Q: How can clinicians differentiate between denture stomatitis, candidiasis, and other oral lesions in patients wearing complete or partial dentures, and what are the recommended treatment protocols for each condition?
A: Differentiating between denture stomatitis, candidiasis, and other oral lesions in denture wearers requires a thorough clinical examination and sometimes laboratory investigations. Denture stomatitis often presents as generalized erythema and inflammation of the mucosa underlying the denture, while candidiasis typically appears as white, curd-like plaques that can be wiped off, revealing erythematous tissue. Other lesions, such as traumatic ulcers or lichen planus, may have distinct clinical characteristics. A microbiological swab for fungal culture can confirm candidiasis. Treatment for denture stomatitis includes improved denture hygiene, relining or remaking ill-fitting dentures, and antifungal medications if candidiasis is present. Specific treatments for other lesions depend on the diagnosis. Learn more about advanced diagnostic tools and emerging therapies for managing complex oral lesions in denture-wearing patients.

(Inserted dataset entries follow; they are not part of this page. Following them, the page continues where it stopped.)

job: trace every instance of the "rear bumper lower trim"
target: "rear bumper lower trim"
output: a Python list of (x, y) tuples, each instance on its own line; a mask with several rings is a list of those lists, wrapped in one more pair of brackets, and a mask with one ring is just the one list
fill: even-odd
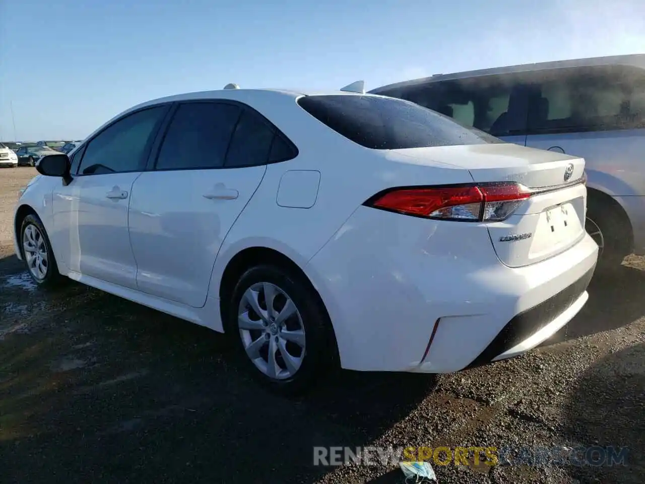
[[(541, 330), (558, 318), (571, 307), (586, 291), (593, 276), (595, 266), (585, 274), (555, 296), (542, 303), (517, 314), (502, 328), (495, 339), (464, 369), (486, 365), (495, 359), (506, 358)], [(508, 356), (512, 356), (508, 354)]]

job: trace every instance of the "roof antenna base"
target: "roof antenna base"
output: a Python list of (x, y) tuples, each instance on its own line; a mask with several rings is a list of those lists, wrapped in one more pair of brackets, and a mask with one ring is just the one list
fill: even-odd
[(343, 88), (341, 88), (341, 91), (345, 92), (358, 92), (360, 94), (365, 94), (365, 81), (357, 81), (356, 82), (348, 84)]

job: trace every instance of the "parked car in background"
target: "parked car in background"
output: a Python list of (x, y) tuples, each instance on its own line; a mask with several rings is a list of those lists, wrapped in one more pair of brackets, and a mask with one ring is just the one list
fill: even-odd
[(563, 327), (598, 255), (584, 160), (357, 84), (123, 112), (38, 163), (18, 257), (41, 287), (68, 276), (230, 333), (285, 392), (339, 363), (457, 371)]
[(583, 157), (586, 225), (600, 263), (645, 254), (645, 54), (438, 74), (371, 92), (510, 142)]
[(13, 166), (15, 168), (17, 166), (17, 156), (8, 146), (0, 143), (0, 166)]
[(52, 150), (60, 151), (60, 148), (69, 141), (38, 141), (36, 145), (41, 148), (51, 148)]
[(61, 152), (53, 148), (43, 146), (21, 146), (16, 152), (18, 156), (18, 165), (35, 166), (36, 163), (46, 155), (60, 154)]
[(17, 141), (0, 141), (0, 144), (4, 145), (14, 153), (17, 151), (18, 148), (21, 146), (20, 143)]

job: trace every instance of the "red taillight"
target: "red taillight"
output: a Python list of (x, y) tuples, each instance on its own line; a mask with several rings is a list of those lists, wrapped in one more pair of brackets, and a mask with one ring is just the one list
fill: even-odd
[(441, 220), (504, 220), (531, 196), (519, 183), (394, 188), (365, 203), (375, 208)]

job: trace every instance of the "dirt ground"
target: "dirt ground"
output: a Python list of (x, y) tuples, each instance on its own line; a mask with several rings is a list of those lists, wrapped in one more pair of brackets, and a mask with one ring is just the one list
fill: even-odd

Patient presents for evaluation and management of their dentures (false teeth, prosthetic teeth). Chief complaint includes [specific patient complaint, e.g., loose dentures, sore gums, difficulty chewing, broken denture]. Medical history includes [relevant medical history, e.g., diabetes, hypertension, xerostomia]. Dental history includes [relevant dental history, e.g., date of initial denture placement, previous denture adjustments or repairs, history of periodontal disease]. Intraoral examination reveals [detailed description of the oral cavity, including condition of the dentures, gums, and supporting structures, e.g., well-fitting dentures, erythematous mucosa, presence of denture stomatitis, bone resorption]. Assessment includes [diagnostic impression, e.g., ill-fitting dentures, denture-induced stomatitis, denture fracture]. Plan includes [treatment plan, e.g., denture adjustment, denture relining, new denture fabrication, referral to prosthodontist, patient education on denture hygiene]. ICD-10 code [appropriate ICD-10 code, e.g., K08.3 for complete denture, upper; K08.4 for complete denture, lower] is considered. Procedure codes [relevant CPT codes, e.g., D5110-D5899] will be determined based on the specific treatment rendered. Patient was instructed on proper denture care and maintenance, including cleaning techniques and the importance of regular dental check-ups. Follow-up appointment scheduled for [date of follow-up].